We are excited to open-source **Namo**, an extremly small yet mighty MLLM. While numerous MLLMs exist, few offer true extensibility or fully open-source their training data, model architectures, and training schedulers - critical components for reproducible AI research.

The AI community has largely overlooked the potential of compact MLLMs, despite their demonstrated efficiency advantages. Our analysis reveals significant untapped potential in sub-billion parameter models, particularly for edge deployment and specialized applications.
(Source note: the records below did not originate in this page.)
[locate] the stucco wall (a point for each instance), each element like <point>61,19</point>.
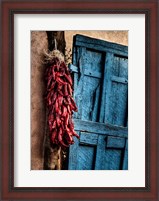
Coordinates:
<point>120,37</point>
<point>39,42</point>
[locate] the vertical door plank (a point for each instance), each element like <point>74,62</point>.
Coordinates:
<point>100,154</point>
<point>112,159</point>
<point>125,162</point>
<point>107,85</point>
<point>73,154</point>
<point>86,157</point>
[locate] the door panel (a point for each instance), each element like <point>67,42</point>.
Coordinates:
<point>100,73</point>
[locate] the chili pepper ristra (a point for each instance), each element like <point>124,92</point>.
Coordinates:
<point>59,100</point>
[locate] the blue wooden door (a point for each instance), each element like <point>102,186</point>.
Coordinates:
<point>100,73</point>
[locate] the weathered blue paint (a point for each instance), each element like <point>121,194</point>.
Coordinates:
<point>100,72</point>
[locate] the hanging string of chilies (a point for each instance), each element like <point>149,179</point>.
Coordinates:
<point>59,100</point>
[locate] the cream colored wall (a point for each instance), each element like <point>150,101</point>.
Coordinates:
<point>120,37</point>
<point>39,42</point>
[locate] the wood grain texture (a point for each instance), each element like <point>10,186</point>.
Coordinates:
<point>101,85</point>
<point>147,7</point>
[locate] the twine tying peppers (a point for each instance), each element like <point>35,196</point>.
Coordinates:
<point>59,100</point>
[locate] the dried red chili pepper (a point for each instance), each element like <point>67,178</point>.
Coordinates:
<point>60,103</point>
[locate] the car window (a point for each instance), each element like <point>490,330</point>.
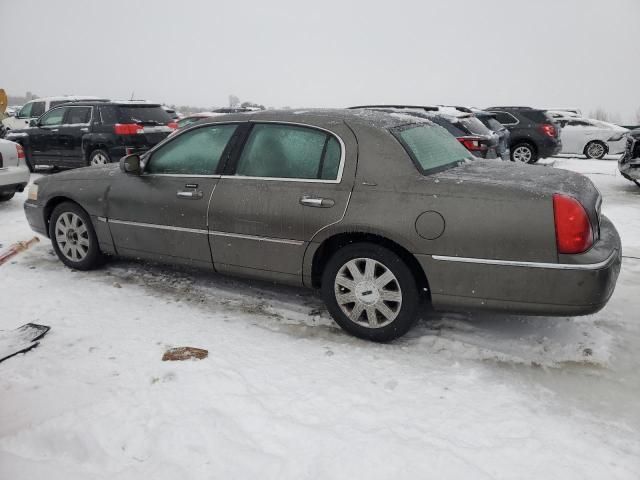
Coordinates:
<point>430,147</point>
<point>25,112</point>
<point>505,118</point>
<point>53,117</point>
<point>37,109</point>
<point>78,115</point>
<point>288,151</point>
<point>197,152</point>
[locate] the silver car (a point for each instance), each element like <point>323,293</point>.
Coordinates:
<point>380,212</point>
<point>14,173</point>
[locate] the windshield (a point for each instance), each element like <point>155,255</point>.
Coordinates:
<point>149,114</point>
<point>431,147</point>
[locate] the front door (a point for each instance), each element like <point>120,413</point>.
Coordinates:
<point>288,182</point>
<point>162,213</point>
<point>74,126</point>
<point>44,147</point>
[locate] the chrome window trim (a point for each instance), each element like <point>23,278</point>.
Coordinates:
<point>257,237</point>
<point>511,263</point>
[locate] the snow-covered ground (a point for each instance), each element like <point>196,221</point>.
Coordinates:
<point>285,394</point>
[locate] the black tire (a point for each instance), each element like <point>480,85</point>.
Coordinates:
<point>98,157</point>
<point>85,242</point>
<point>524,152</point>
<point>404,283</point>
<point>595,150</point>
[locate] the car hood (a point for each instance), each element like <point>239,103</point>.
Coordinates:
<point>105,172</point>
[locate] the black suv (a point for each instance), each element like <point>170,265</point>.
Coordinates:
<point>92,133</point>
<point>534,135</point>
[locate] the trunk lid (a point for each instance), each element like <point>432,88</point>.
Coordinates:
<point>536,180</point>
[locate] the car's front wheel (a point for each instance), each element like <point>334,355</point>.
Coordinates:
<point>74,238</point>
<point>370,292</point>
<point>99,157</point>
<point>524,153</point>
<point>595,150</point>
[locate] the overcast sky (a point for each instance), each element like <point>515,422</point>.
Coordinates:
<point>565,53</point>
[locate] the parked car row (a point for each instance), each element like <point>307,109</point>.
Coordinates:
<point>380,211</point>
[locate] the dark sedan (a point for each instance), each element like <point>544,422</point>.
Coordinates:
<point>379,211</point>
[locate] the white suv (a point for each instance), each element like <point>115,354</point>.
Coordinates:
<point>37,107</point>
<point>14,173</point>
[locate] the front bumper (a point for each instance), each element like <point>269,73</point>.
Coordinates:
<point>35,217</point>
<point>577,285</point>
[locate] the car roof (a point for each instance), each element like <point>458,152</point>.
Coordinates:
<point>323,118</point>
<point>69,98</point>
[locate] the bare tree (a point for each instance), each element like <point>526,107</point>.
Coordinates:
<point>233,101</point>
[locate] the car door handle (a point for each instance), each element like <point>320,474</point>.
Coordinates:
<point>309,201</point>
<point>190,194</point>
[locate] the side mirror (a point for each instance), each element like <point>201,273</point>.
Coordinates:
<point>131,164</point>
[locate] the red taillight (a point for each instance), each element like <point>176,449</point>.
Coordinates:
<point>548,129</point>
<point>472,144</point>
<point>573,229</point>
<point>127,128</point>
<point>20,150</point>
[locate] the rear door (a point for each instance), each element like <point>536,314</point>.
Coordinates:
<point>162,213</point>
<point>288,183</point>
<point>44,143</point>
<point>74,126</point>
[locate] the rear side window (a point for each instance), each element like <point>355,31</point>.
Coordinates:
<point>536,116</point>
<point>197,152</point>
<point>430,147</point>
<point>505,118</point>
<point>474,126</point>
<point>144,114</point>
<point>287,151</point>
<point>78,115</point>
<point>37,109</point>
To address this gap, we're releasing Namo R1, a foundational 500M parameter model trained from scratch using innovative architectural choices.

Key innovations include:

1. **CPU friendly:** Even on CPUs, Namo R1 can runs very fast;
2. **Omni-modal Scalability:** Native support for future expansion into audio (ASR/TTS) and cross-modal fusion;
3. **Training Transparency:** Full disclosure of data curation processes and dynamic curriculum scheduling techniques.

👇 Video Demo Runs on **CPU**:

<video src='https://github.com/user-attachments/assets/eb353124-509e-4b87-8a0d-b0b37b5efba2
'></video>

Github: https://github.com/lucasjinreal/Namo-R1/

## Updates

- **`2025.02.21`**: more to come...!
- **`2025.02.21`**: 🔥🔥 The first version is ready to open, fire the MLLM power able to runs on CPU!
- **`2025.02.17`**: Namo R1 start training.

## Results

the result might keep updating as new models trained.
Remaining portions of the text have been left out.